Workout: Stand with your feet hip-width apart and sit back in to a squat, bending your knees, until you are more than parallel with the floor. Jump upwards, swinging your arms for exta thrust if you like. Once you’ve landed, return to the squat position and jump again. Repeat for 20 seconds as hard as you can, break for 10, then start again.
Who says getting fit can’t be fun? Skipping is an enjoyable way to boost your cardio and your coordination – plus it’s the most inexpensive piece of gym equipment you can invest in. Be warned: you may want to perfect your technique before you start your tabata workout!
Workout: Start gently to build the momentum up. Once you are comfortable, skip as hard as you can for 20 seconds. Try not to stop completely during your rest as you may not have time to build back up within 10 seconds. What kind of skip you do is completely up to you. You could try feet together, high knees or the Rocky-style boxer shuffle.
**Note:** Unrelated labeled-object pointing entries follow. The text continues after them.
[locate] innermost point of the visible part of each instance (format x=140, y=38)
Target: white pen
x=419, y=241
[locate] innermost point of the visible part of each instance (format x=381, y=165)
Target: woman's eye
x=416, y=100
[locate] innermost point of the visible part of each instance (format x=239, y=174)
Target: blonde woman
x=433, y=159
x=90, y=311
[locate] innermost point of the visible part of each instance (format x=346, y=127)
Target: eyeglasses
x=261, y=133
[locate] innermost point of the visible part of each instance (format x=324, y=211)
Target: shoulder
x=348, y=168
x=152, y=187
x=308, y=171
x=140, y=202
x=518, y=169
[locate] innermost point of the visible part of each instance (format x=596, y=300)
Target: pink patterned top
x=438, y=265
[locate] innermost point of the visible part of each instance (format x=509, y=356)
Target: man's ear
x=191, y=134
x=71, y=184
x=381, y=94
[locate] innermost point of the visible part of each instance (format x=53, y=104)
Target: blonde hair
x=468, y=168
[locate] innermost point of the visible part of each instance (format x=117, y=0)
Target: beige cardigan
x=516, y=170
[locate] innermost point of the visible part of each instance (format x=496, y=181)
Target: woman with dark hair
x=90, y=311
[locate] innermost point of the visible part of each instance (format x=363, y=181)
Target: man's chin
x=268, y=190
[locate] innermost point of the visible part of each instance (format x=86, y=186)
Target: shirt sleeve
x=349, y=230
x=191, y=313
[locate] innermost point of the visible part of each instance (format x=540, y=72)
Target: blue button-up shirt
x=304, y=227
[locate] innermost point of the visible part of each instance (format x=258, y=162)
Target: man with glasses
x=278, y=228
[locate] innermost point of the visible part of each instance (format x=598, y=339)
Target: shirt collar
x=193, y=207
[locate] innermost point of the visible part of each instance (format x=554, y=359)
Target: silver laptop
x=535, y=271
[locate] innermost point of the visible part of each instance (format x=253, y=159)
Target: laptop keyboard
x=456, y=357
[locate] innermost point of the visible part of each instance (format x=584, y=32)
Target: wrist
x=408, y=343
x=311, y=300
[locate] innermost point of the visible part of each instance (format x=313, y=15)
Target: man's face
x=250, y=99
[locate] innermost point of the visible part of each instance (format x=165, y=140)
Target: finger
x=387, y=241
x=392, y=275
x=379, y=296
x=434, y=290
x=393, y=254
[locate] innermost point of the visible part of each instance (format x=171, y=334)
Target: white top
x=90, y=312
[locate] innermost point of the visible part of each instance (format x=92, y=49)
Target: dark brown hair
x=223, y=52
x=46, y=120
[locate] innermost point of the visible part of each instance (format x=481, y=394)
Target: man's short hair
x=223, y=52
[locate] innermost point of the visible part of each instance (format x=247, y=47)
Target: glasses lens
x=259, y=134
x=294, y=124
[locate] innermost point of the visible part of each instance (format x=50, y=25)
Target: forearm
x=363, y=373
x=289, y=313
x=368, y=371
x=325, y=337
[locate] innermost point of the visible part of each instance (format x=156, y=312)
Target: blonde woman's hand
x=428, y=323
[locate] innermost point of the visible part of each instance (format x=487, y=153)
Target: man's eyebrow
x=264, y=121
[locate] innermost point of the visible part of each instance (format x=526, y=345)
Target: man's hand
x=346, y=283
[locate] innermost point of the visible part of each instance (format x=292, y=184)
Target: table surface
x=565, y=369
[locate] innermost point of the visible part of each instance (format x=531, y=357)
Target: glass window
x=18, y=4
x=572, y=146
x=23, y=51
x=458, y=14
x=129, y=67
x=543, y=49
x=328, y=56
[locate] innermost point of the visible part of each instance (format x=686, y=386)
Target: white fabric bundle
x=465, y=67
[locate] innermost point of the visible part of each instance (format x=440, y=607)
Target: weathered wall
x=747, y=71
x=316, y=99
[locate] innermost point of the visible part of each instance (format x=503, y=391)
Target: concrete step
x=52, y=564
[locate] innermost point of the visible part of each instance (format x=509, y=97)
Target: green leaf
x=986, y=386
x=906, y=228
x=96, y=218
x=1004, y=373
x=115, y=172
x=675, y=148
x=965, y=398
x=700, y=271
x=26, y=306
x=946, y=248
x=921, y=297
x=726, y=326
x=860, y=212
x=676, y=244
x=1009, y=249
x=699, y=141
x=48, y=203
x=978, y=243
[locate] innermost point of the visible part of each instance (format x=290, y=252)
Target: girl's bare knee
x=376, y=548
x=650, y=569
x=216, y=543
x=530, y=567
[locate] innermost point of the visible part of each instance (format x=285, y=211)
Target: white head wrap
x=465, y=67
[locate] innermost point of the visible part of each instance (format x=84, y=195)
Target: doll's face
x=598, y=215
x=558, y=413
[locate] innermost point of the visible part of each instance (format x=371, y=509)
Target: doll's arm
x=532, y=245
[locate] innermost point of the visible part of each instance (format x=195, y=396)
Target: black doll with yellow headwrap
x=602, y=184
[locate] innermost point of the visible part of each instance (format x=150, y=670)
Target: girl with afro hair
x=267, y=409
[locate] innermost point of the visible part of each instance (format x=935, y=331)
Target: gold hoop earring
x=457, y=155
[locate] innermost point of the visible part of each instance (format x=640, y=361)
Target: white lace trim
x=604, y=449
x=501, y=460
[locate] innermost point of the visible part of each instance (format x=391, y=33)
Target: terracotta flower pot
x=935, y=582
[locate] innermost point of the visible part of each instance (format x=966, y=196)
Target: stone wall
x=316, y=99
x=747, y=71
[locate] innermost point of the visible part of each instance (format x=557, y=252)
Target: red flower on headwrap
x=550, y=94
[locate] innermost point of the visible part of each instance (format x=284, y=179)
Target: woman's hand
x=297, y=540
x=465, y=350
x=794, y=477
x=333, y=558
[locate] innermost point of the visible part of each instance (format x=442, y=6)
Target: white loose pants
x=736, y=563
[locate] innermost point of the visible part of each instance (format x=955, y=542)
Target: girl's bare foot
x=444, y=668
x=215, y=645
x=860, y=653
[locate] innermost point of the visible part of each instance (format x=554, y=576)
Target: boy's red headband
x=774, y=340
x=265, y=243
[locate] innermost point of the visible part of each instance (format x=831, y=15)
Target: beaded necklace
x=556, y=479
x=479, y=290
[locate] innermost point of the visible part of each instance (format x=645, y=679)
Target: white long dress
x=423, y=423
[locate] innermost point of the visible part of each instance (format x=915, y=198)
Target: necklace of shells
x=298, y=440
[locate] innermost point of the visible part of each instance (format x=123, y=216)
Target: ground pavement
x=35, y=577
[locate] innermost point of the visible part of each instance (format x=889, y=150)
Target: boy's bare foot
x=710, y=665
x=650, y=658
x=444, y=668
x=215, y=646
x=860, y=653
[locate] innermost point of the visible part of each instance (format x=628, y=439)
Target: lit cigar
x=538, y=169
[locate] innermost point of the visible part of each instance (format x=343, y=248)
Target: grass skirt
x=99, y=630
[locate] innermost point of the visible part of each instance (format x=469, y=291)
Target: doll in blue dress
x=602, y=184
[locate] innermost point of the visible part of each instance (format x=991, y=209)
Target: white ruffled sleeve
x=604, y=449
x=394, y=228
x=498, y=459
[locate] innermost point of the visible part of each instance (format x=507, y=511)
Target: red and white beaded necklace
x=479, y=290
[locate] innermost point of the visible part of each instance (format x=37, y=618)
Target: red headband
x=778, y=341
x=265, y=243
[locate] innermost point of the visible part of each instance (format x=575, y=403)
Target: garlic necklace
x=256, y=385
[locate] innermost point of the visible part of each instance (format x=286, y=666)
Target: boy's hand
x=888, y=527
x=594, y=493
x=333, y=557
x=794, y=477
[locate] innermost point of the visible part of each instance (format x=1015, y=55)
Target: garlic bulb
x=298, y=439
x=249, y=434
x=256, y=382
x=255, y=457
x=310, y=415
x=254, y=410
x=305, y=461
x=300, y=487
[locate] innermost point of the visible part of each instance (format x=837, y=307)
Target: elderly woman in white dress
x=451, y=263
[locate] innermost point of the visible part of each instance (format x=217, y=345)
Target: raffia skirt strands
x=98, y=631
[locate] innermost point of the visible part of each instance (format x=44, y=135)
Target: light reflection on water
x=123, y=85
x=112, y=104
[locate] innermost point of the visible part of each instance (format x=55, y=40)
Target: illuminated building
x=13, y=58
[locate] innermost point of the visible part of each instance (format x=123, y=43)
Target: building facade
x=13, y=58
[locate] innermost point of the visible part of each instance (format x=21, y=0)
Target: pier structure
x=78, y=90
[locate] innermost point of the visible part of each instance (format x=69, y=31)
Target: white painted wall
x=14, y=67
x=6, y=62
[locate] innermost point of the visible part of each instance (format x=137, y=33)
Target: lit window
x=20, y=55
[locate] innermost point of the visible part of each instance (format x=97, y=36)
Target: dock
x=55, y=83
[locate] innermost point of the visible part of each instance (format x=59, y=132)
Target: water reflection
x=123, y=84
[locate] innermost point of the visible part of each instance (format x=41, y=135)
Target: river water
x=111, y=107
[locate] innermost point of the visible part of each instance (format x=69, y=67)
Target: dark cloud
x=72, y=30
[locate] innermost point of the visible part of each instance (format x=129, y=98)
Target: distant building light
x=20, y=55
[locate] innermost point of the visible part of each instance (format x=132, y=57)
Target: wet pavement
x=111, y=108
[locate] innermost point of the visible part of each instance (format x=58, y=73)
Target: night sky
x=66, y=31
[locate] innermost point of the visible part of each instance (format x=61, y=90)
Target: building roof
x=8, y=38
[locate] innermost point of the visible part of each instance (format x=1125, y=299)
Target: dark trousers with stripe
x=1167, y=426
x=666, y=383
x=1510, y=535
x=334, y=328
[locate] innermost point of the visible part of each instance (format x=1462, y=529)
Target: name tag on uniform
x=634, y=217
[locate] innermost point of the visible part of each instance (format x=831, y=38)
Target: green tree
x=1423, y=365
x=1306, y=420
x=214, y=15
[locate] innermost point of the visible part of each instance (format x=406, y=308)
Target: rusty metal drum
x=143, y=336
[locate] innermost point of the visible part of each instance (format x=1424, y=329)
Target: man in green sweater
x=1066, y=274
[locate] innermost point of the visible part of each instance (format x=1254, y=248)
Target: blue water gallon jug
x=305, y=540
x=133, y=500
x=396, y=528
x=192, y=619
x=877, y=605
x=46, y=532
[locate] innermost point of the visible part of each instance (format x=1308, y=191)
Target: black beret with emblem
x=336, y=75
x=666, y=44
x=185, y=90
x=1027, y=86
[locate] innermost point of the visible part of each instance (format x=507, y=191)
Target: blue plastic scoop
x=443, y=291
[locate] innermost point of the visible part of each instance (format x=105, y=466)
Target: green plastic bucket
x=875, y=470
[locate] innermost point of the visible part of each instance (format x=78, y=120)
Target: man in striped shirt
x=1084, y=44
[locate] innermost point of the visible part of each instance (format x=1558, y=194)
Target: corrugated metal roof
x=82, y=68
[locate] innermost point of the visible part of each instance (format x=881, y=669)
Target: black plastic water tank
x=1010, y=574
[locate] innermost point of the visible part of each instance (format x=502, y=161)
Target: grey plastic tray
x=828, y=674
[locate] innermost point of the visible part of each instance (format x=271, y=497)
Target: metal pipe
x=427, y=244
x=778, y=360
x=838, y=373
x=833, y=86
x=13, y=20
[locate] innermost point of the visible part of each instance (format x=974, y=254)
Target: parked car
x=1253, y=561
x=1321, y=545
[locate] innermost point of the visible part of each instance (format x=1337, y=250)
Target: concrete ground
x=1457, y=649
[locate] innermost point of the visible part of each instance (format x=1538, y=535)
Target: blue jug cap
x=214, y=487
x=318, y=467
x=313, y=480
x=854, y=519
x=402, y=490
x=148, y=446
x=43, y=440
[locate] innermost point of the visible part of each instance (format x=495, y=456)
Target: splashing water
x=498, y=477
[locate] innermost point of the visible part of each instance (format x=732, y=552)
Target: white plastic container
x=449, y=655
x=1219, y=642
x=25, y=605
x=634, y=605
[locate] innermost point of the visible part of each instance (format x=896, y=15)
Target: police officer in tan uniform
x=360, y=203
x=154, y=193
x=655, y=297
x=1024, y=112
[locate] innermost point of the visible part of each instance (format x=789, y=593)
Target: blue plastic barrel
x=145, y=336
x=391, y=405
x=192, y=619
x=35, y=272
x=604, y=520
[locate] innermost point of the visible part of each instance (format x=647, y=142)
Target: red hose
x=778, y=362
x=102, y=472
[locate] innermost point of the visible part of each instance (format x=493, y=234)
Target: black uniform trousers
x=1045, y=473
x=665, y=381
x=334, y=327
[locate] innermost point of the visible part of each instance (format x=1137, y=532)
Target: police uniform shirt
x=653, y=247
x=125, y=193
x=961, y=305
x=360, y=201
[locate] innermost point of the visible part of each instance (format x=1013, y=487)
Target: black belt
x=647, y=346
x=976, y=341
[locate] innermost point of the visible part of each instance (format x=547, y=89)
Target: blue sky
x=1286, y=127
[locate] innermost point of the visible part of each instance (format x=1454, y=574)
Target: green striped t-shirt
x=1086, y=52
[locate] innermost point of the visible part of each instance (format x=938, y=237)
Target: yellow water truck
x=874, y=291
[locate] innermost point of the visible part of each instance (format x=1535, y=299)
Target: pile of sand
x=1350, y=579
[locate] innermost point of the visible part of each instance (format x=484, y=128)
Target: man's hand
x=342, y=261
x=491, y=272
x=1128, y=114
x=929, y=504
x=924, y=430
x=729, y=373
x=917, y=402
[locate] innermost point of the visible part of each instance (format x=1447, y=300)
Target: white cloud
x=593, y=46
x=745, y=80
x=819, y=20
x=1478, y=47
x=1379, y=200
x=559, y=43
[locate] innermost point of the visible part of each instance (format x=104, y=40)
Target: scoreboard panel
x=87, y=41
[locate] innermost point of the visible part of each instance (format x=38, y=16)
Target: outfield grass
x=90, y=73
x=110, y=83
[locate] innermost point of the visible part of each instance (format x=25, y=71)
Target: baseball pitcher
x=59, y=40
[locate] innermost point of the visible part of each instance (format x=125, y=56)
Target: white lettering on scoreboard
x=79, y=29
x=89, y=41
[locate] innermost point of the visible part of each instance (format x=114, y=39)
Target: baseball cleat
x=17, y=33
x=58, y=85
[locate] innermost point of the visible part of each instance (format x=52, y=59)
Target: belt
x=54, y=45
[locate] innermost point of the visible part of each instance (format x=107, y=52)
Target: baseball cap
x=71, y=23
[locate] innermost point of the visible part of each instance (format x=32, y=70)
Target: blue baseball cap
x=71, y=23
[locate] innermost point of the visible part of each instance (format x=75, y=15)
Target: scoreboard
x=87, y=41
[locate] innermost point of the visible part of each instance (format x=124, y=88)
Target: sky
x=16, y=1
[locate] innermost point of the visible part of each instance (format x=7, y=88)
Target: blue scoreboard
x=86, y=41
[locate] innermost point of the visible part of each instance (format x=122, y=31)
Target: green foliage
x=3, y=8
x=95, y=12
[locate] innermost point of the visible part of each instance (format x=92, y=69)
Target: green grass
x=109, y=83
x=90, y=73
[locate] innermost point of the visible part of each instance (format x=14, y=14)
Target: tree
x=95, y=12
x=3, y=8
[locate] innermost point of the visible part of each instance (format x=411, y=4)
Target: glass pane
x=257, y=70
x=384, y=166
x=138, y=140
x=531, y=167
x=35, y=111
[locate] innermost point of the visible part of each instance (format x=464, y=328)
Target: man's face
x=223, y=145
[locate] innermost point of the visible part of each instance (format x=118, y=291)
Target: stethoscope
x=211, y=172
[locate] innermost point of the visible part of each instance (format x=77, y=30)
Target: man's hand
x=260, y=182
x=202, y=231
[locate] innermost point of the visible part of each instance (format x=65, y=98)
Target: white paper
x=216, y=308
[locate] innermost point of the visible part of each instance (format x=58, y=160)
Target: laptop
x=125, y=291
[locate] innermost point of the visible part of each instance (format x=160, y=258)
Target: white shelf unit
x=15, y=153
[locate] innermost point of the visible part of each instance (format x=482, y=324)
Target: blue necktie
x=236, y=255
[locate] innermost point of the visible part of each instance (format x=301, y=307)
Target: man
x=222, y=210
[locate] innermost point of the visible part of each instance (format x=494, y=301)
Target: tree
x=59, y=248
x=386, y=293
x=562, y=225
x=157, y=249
Why not take your tabata workout outside and make the most of the fresh autumn air before it gets too cold! Paddle sprints are fantastically fun and great for the upper arms and core muscles. You can get a similar effect on the rowing machine in the gym, although it may be more difficult to get the intensity you need.
Workout: Build up some momentum with a gentle rowing action, then really gun it for 20 seconds. Think about burying the whole surface of the paddle under the water and pull as hard as you can. Rest for 10 seconds and then start again. It might be worth investing in some paddling gloves to avoid blisters between your fingers!
When it comes to easy-to-do tabata exercises, the stability ball is your best friend. Set it up in the living room, and crunch out a 4 minute workout as soon as you get home from work.
Workout: Chest Press. You’ll need two 50g dumbbells for this one. Lean backwards on to the stability ball so it supports your neck and shoulders. Lay flat like a table, thrusting your hips up with your knees bent at 90 degrees. Take most of the weight in your feet. Start with the dumbbells at your chest, press upwards as fast as you can for 20 seconds repeatedly. Break for 10, and repeat for 4 minutes.
Great balance is a must for this tabata exercise. The last thing you want is to be tripping over your exercise box! Start with feet firmly planted shoulder-width apart and knees slightly bent ready for take-off.
Workout: Jump up on to the box and back down as fast as you can for 20 seconds. Break for 10, and then repeat. Remember to bend your knees slightly to take the impact, and use your arms to create momentum. If you’ve got a history of bad joints, it’s probably best to give this one a miss.